Group revenue increased 11.1% on a constant currency level to €3.2bn (£2.7bn) in the six months to March 31, while like-for-like revenue growth declined 2.5% against a “strong comparator” last year.

Underlying profit before tax surged 21.1% on a constant currency level to €174m (£148m).

In this period, Poundland sales grew 5.3% to €1.05bn (£890m), with store growth “higher than normal” due to 46 Wilko conversions. It did, however, perform behind expectations.

Meanwhile, Pepco sales increased 16.3% to €1.9bn (£1.6bn), and sales for Dealz Poland grew 55.3% to €160m (£136m).

The group also delivered some progress on its strategic priorities, which include: rebuilding profitability in Pepco’s core central and eastern European business; strengthening its position in key markets with “disciplined growth”; reviewing all underperforming and non-core areas; and delivering stronger cash generation and cost focus.

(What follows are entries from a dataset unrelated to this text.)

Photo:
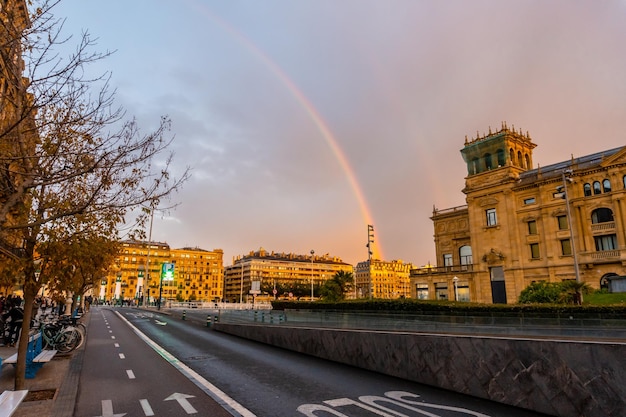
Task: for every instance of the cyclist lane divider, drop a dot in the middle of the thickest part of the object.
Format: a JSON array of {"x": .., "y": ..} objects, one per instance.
[{"x": 36, "y": 357}]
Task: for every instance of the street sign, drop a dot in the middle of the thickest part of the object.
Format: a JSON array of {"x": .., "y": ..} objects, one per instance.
[{"x": 167, "y": 271}]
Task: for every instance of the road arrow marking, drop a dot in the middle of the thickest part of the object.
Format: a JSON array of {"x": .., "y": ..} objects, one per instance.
[
  {"x": 107, "y": 409},
  {"x": 182, "y": 400},
  {"x": 147, "y": 410}
]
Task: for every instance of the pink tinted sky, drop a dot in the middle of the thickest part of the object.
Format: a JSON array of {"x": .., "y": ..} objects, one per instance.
[{"x": 305, "y": 121}]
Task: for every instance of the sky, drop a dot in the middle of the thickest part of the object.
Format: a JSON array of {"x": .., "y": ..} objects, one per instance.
[{"x": 304, "y": 121}]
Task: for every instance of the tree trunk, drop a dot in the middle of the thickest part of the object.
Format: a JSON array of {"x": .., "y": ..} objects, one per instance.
[{"x": 20, "y": 367}]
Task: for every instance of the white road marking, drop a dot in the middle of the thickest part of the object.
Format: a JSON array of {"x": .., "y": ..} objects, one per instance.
[
  {"x": 107, "y": 409},
  {"x": 145, "y": 405},
  {"x": 182, "y": 400},
  {"x": 211, "y": 390}
]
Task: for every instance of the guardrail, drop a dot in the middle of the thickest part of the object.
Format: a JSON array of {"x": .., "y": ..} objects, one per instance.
[{"x": 466, "y": 324}]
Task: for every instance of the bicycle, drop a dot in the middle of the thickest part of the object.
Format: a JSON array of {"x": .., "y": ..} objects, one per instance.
[{"x": 61, "y": 334}]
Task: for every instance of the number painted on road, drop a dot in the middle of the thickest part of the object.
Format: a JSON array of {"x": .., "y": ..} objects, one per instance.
[{"x": 374, "y": 404}]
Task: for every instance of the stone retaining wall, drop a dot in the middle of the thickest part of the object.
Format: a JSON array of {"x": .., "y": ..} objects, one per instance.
[{"x": 555, "y": 377}]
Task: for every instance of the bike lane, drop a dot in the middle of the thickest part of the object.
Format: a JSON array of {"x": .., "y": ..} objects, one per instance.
[{"x": 123, "y": 376}]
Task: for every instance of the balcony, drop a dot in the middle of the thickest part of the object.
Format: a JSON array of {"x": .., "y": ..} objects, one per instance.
[
  {"x": 603, "y": 227},
  {"x": 443, "y": 270},
  {"x": 605, "y": 256}
]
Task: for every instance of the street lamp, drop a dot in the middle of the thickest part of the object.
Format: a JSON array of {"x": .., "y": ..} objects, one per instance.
[
  {"x": 312, "y": 253},
  {"x": 241, "y": 293},
  {"x": 455, "y": 281},
  {"x": 569, "y": 220}
]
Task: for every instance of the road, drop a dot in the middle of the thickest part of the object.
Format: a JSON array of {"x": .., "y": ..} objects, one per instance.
[{"x": 221, "y": 375}]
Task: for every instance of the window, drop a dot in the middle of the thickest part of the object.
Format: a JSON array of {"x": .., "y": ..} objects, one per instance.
[
  {"x": 601, "y": 215},
  {"x": 562, "y": 222},
  {"x": 441, "y": 290},
  {"x": 422, "y": 291},
  {"x": 607, "y": 242},
  {"x": 534, "y": 250},
  {"x": 465, "y": 253},
  {"x": 596, "y": 187},
  {"x": 500, "y": 155}
]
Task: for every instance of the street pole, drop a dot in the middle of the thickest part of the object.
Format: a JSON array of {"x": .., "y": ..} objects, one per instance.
[
  {"x": 455, "y": 280},
  {"x": 570, "y": 224},
  {"x": 147, "y": 274},
  {"x": 312, "y": 253},
  {"x": 241, "y": 291}
]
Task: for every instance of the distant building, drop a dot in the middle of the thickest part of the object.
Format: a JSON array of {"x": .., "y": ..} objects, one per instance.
[
  {"x": 198, "y": 274},
  {"x": 515, "y": 228},
  {"x": 383, "y": 279},
  {"x": 245, "y": 277}
]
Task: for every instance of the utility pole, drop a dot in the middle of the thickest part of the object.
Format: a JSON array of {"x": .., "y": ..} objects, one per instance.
[{"x": 370, "y": 242}]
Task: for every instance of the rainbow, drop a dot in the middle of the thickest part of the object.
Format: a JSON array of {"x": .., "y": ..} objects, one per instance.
[{"x": 309, "y": 108}]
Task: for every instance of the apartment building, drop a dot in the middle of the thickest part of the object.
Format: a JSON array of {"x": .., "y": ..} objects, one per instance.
[
  {"x": 520, "y": 224},
  {"x": 136, "y": 275},
  {"x": 245, "y": 277},
  {"x": 383, "y": 279}
]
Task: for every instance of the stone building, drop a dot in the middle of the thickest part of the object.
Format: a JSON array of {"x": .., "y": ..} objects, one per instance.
[
  {"x": 244, "y": 278},
  {"x": 565, "y": 221},
  {"x": 383, "y": 279},
  {"x": 198, "y": 274}
]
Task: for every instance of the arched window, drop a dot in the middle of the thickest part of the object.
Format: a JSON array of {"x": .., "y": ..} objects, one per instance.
[
  {"x": 601, "y": 215},
  {"x": 474, "y": 166},
  {"x": 500, "y": 154},
  {"x": 465, "y": 254},
  {"x": 488, "y": 162},
  {"x": 596, "y": 187}
]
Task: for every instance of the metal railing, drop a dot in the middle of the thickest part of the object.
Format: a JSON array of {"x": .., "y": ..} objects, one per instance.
[{"x": 488, "y": 324}]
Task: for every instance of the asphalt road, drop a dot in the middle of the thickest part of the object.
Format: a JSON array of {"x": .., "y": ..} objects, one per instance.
[{"x": 242, "y": 377}]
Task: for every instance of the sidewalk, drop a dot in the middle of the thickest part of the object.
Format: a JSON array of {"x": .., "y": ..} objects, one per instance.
[{"x": 52, "y": 393}]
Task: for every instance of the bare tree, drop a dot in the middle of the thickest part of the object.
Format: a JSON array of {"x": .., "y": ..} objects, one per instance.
[{"x": 70, "y": 160}]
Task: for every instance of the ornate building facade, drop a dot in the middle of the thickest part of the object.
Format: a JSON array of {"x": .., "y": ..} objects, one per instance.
[
  {"x": 565, "y": 221},
  {"x": 383, "y": 279},
  {"x": 244, "y": 278},
  {"x": 197, "y": 274}
]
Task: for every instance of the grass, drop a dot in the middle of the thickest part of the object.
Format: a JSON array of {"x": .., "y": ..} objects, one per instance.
[{"x": 605, "y": 298}]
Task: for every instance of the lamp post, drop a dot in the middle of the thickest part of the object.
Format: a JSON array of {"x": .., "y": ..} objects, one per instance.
[
  {"x": 455, "y": 281},
  {"x": 241, "y": 291},
  {"x": 567, "y": 179},
  {"x": 312, "y": 253}
]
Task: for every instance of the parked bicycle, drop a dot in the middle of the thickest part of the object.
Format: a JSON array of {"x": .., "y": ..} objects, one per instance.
[{"x": 61, "y": 335}]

Group like-for-like revenues in the seven weeks to May 19 fell behind expectations compared with last year, which Pepco said “reflects the time of Easter” which occurred in March this year. 

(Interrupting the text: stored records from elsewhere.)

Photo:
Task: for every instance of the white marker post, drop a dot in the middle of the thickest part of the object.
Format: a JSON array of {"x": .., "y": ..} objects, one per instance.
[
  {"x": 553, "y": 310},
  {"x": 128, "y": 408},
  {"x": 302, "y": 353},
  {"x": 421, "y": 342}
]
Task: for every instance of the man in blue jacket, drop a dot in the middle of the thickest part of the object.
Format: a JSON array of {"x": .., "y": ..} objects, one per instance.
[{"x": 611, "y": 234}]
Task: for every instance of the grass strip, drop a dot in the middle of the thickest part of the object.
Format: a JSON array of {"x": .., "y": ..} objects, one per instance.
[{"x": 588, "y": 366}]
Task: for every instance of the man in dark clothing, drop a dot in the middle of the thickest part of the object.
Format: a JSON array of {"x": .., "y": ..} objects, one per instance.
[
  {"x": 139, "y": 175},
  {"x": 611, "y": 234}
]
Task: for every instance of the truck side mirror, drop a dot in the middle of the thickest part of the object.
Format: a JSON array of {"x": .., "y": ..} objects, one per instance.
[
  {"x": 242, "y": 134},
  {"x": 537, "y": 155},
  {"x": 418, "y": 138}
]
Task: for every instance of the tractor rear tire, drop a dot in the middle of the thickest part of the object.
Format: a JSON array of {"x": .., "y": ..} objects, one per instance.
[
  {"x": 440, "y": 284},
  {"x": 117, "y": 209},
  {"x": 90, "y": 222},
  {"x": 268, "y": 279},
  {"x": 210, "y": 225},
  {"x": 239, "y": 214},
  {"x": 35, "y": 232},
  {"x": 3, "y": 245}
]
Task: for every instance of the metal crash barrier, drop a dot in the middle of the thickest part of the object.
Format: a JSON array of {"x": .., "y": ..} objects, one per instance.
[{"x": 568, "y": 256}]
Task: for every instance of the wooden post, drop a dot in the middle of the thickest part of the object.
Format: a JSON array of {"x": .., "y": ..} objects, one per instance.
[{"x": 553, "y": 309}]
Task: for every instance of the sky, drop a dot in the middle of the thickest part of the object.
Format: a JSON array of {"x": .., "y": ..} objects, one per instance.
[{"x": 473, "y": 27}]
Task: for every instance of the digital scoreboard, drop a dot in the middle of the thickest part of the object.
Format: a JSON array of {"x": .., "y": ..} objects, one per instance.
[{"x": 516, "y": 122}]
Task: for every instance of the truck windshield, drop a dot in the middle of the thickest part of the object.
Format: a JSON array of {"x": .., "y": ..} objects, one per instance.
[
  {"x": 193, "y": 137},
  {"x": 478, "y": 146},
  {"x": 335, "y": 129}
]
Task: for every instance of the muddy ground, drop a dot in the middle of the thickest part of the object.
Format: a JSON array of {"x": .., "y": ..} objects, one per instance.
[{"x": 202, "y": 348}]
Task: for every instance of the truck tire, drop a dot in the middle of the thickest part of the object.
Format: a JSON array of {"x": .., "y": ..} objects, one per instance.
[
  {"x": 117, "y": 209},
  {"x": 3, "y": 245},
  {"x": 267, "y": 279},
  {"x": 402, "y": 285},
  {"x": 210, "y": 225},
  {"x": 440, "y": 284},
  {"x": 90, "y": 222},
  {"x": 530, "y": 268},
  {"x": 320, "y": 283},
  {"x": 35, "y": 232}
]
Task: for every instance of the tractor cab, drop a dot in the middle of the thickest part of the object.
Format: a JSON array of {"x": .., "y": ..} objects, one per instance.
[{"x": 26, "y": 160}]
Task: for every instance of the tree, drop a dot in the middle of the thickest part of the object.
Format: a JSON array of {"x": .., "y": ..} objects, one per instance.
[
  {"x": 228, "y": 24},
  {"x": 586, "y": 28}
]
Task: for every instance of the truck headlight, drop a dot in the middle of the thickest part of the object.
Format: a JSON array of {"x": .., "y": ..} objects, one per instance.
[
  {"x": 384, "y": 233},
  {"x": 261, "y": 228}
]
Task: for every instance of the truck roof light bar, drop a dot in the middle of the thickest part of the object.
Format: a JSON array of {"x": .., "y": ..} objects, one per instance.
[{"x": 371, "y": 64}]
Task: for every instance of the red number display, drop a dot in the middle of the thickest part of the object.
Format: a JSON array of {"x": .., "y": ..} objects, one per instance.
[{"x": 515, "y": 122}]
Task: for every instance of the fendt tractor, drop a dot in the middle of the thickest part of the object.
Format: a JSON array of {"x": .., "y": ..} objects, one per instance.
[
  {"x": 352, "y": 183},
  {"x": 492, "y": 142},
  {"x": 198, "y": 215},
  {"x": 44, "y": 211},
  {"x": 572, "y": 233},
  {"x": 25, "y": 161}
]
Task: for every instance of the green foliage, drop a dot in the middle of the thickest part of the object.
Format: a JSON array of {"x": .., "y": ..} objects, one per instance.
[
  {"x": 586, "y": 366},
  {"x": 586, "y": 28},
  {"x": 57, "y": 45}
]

The Red Sea still remains a problem with lower-than-expected stock of summer ranges in store.

Pre-pandemic levels of growth

Pepco Group chair Andy Bond said: “We are today reporting a solid group performance for the first half, including record revenues and a significant uplift in gross margin, reflecting good progress against strategic priorities set out last autumn. 

“The standout performer was Pepco’s central and eastern European business, the key engine driver for the group. 

“We have successfully rebuilt gross margin and store profitability in this region back towards pre-pandemic levels with further opportunities for improvement. 

“This achievement underscores Pepco’s continuing and compelling customer offer across apparel and general merchandise at market-leading prices.”

Bond continued: “Despite a positive FMCG contribution, Poundland’s performance was behind expectations due to challenges in implementing the significant range change to Pepco products, which we are addressing. 

“Looking ahead, while consumer sentiment in some of our key markets remains challenging, we expect to deliver underlying EBITDA (IFRS16) for the full year in the region of €900m (£766m), compared with €753m (£641m) in the previous year. 

“We will also benefit from greater focus on disciplined capital investment, with an improvement in free cash flow generation expected in the full year. 

“This financial strength positions us well to continue executing our growth strategy while maintaining a strong balance sheet,” he said.